We adore Chani Nicholas and follow her teachings — she’s the ultimate authority on all things astrology-based.

According to her,
“We (queers) need alternative ways of seeing ourselves and being witnessed — when a lot of the religious institutions or traditions that we come from have shunned us, on a deep soul level, we want to be seen.”
Basically, religion has kicked our asses to the curb, even though some of us still have deep rooted faith and long for spirituality, out of necessity, we’ve shifted gears and leaned into astrology — it’s faith without judgment; something for us to be ‘allowed’ to believe in without being told we’re wrong for existing.
We spend hours discussing how our alignments have impacted us in the past week, and what we plan on doing with the knowledge we have for this upcoming week. With Mercury in retrograde, things are gonna get fucked UP.

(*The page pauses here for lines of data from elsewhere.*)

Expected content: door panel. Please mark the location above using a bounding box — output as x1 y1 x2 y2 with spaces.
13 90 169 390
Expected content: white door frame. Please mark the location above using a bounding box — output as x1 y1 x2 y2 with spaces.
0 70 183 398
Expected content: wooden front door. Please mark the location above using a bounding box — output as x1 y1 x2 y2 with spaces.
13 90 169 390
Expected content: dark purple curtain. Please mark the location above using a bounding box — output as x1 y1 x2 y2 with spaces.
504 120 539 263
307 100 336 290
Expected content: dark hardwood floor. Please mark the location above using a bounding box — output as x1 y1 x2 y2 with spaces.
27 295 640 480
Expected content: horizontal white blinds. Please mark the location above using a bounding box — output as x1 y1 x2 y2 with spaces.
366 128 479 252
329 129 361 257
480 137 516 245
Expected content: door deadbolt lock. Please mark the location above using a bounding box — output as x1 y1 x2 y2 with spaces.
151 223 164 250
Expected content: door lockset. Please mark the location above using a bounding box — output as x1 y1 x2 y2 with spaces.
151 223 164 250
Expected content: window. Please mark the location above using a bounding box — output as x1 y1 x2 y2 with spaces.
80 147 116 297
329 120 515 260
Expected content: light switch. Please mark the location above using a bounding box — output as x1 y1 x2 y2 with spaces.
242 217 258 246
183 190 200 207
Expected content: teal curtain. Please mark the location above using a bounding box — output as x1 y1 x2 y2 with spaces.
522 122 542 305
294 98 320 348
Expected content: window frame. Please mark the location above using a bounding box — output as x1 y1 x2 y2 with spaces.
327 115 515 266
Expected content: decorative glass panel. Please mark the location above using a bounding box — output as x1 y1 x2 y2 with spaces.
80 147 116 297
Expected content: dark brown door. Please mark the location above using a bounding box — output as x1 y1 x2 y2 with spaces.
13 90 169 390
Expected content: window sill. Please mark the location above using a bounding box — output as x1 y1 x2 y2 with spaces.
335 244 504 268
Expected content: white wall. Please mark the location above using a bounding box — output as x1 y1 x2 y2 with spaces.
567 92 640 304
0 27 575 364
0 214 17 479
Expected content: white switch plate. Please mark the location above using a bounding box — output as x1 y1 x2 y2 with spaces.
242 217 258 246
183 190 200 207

My wife and I end our night by watching a few hours of Hilary Clinton’s speeches from the late nineties and early 2000’s. We lay in bed, admiring her stunning pantsuits and slicked back short hair. Finally, it’s time to sleep and start the new week!

Now that you’ve had an inside look at what we lesbians do each week, you won’t have to guess what our agenda is — you’ll know down to every last detail!
❤
This satire was brought to you by a very tired, very annoyed lesbian who is sick of listening to old, fat, Evangelical white men carry on about the ‘gay agenda’, believing this is how we all spend our fucking time.